Seriously, I can see her slowly enter my room, cautiously sit on the edge of my bed, and deliver the news with the same solemnity she’d use to relay a relative passed away. She never wanted to see me (or my sister) hurting, and preemptively providing a shoulder to cry on was one of her many, many talents.
She’s gone, and her physical presence is never coming back. But it doesn’t mean she has to be forgotten. The sad, soul crushing memories are there (receiving prominent display in my mind forever), but so are the joyous, life affirming ones. We’ve all spent years shaking a fist towards the sky, cursing the heavens for taking someone so wonderful in the prime of her life. But you know what that and a dollar will get you? An iced coffee at Cumby’s.
This year, I’m raising a glass of barely palatable, boxed white zinfandel in Patty Swierk’s memory — maybe paired with a couple of cheese dreams cooked in a toaster oven? And I’m hoping, in some way, I continue to move in the right direction.
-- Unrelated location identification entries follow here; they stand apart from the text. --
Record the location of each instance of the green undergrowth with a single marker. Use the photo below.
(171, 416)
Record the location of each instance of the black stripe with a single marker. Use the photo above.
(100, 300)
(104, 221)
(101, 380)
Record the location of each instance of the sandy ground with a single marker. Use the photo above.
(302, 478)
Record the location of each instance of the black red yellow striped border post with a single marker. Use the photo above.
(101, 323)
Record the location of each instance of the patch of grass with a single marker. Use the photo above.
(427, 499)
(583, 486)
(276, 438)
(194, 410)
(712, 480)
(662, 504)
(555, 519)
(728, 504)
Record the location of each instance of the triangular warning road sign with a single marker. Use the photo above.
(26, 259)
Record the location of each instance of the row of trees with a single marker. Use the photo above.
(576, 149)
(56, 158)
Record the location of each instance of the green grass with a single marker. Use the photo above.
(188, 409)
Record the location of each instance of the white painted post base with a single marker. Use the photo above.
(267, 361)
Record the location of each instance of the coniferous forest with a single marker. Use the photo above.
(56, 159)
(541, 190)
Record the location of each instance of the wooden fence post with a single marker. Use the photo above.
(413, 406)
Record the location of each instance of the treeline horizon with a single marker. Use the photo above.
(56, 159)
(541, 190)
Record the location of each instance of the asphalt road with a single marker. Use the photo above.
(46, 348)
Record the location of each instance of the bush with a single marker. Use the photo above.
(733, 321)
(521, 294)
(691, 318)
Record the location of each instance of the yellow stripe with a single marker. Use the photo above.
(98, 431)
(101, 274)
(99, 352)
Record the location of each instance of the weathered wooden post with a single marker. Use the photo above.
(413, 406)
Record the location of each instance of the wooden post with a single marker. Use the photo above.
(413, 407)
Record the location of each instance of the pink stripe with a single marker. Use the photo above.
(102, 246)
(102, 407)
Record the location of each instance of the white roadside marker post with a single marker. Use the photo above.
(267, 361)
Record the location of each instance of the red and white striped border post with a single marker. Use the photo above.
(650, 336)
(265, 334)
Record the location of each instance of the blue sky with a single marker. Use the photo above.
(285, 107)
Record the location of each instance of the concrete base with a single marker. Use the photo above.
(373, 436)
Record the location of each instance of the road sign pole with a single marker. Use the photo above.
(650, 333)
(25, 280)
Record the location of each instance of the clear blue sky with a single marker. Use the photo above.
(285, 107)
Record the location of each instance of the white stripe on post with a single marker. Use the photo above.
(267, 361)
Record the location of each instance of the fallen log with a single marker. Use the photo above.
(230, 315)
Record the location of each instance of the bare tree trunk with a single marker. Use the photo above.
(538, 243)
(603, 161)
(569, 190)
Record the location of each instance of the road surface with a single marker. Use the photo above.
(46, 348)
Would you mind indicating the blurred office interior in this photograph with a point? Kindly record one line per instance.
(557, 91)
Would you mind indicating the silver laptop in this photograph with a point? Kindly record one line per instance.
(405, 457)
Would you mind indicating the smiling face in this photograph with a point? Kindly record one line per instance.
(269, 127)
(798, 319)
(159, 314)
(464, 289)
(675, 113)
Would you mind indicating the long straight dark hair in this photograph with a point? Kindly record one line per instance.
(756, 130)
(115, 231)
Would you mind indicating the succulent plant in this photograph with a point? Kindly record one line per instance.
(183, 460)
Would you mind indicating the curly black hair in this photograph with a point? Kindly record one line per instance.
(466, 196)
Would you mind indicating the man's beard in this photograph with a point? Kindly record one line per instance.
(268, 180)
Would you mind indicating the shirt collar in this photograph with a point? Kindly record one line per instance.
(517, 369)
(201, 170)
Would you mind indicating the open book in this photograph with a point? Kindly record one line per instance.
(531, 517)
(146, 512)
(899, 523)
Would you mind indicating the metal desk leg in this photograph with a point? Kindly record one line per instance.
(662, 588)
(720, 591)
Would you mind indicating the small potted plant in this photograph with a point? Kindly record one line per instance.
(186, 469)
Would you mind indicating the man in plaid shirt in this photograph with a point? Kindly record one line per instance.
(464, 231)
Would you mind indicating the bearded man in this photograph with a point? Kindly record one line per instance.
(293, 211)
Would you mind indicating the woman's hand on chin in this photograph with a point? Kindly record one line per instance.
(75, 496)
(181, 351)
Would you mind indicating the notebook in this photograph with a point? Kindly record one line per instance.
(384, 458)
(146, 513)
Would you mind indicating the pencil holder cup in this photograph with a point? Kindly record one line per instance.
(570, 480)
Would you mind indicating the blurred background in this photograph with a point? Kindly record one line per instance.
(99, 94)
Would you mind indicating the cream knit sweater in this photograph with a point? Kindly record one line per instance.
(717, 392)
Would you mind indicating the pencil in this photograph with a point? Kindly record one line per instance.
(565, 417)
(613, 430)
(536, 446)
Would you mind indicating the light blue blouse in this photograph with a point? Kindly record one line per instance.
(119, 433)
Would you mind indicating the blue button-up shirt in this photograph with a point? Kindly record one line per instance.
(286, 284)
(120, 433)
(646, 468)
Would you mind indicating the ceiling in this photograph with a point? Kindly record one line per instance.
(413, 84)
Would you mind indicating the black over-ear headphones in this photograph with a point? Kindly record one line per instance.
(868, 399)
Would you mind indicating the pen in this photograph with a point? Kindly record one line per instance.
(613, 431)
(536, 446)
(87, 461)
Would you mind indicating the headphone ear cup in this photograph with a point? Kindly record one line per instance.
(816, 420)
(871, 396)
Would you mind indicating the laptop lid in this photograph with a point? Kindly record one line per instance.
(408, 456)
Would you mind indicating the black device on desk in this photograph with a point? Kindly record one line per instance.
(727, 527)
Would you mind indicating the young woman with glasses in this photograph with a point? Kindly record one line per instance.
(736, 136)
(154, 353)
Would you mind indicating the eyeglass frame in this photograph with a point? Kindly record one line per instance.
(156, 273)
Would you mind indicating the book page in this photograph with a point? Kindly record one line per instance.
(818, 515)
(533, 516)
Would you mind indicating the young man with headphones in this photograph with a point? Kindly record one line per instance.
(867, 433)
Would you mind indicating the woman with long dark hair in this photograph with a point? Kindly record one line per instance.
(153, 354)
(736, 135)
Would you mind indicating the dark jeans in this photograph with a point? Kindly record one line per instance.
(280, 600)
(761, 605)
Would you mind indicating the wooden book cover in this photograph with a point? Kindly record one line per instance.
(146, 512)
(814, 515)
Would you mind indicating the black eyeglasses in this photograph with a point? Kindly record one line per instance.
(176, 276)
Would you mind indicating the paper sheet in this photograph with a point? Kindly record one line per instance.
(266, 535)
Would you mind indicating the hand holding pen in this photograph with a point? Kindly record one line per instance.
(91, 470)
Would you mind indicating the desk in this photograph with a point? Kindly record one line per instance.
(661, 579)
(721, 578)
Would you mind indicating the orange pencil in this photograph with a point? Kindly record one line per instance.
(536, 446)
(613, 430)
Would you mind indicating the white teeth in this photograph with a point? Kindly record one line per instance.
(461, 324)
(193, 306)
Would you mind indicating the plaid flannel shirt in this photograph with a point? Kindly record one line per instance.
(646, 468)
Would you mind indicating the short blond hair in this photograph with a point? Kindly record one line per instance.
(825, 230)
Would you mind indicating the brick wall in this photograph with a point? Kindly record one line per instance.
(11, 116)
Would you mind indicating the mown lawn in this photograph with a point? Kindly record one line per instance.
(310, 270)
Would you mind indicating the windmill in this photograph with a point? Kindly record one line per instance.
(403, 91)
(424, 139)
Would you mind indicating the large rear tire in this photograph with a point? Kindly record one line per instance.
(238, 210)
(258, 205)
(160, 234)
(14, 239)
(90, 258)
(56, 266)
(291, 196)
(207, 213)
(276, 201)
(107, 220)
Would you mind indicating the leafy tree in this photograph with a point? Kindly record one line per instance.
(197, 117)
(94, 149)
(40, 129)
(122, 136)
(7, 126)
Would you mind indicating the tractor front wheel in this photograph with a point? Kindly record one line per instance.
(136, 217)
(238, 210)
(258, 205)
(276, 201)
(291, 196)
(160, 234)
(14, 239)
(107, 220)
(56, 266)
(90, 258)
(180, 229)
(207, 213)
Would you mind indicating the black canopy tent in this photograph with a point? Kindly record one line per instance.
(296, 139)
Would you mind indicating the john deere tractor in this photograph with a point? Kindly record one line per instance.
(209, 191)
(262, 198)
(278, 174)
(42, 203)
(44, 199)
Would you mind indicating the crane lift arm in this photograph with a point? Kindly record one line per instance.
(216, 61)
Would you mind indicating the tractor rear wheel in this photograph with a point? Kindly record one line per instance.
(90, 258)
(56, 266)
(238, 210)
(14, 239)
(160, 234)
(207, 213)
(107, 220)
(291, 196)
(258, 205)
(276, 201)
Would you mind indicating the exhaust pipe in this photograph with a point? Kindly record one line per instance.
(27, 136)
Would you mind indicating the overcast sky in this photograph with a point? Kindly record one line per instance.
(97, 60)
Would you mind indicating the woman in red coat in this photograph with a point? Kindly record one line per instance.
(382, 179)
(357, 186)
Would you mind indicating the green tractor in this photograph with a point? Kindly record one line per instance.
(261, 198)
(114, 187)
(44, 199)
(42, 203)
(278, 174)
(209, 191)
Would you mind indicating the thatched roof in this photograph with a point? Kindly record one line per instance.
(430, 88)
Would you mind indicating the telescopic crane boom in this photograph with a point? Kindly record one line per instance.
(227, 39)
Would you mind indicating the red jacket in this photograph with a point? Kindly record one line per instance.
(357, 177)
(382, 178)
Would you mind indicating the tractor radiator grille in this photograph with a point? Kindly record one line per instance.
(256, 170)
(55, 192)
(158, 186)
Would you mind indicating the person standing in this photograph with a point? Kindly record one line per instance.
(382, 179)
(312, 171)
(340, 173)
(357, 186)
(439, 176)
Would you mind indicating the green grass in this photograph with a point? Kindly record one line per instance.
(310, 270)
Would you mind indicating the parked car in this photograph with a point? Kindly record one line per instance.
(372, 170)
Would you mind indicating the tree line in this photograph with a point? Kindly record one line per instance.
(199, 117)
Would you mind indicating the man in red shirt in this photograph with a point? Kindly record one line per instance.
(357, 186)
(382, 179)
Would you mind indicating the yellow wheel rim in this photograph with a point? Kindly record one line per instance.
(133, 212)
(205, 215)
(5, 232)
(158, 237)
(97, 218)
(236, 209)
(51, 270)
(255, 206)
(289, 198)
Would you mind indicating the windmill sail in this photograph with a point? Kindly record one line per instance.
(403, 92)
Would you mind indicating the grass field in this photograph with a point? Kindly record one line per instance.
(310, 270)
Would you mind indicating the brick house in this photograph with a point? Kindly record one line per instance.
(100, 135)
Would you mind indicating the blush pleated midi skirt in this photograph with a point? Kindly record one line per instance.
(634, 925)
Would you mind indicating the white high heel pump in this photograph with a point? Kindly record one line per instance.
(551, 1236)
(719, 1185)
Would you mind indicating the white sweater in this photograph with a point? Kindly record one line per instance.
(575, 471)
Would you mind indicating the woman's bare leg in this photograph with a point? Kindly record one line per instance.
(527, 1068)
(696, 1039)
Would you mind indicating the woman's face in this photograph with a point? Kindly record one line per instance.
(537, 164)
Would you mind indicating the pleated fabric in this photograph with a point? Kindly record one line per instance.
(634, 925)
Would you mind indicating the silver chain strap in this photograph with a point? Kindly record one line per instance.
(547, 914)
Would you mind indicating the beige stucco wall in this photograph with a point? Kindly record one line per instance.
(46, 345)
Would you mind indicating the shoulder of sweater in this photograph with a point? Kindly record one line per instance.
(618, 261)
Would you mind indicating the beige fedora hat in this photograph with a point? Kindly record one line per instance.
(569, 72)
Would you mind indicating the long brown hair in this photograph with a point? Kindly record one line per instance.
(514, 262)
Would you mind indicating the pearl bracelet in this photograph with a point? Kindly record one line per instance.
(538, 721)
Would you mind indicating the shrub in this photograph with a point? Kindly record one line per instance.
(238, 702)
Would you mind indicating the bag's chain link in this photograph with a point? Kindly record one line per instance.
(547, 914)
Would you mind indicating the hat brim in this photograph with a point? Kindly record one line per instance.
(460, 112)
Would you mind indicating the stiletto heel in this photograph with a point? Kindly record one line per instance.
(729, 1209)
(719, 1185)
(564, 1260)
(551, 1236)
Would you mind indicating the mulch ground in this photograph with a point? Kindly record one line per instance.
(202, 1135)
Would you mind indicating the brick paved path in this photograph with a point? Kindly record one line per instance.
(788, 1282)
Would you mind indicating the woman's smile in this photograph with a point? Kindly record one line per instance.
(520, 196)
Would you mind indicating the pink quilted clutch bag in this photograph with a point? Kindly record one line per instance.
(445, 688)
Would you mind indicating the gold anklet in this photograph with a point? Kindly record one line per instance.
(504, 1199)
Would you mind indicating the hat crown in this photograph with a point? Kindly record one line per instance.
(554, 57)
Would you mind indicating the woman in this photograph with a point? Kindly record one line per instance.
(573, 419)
I’m nowhere near the man my mother tried to raise me as…but I’m getting there.
I’ll keep trying, Mom, I promise I will. And I’ll get there, because you showed me the way. I love you, I miss you, and here’s to you never being forgotten.
A beautiful way t remember Patty, Adam. An yes, it seems you have come a long way. Please keep a goin! She would be very proud of the man you have become. I only know you through these posts, but I knew your Dad ( I was one of his fraturnity brothers) and your Mom (We rode the same school bus for years).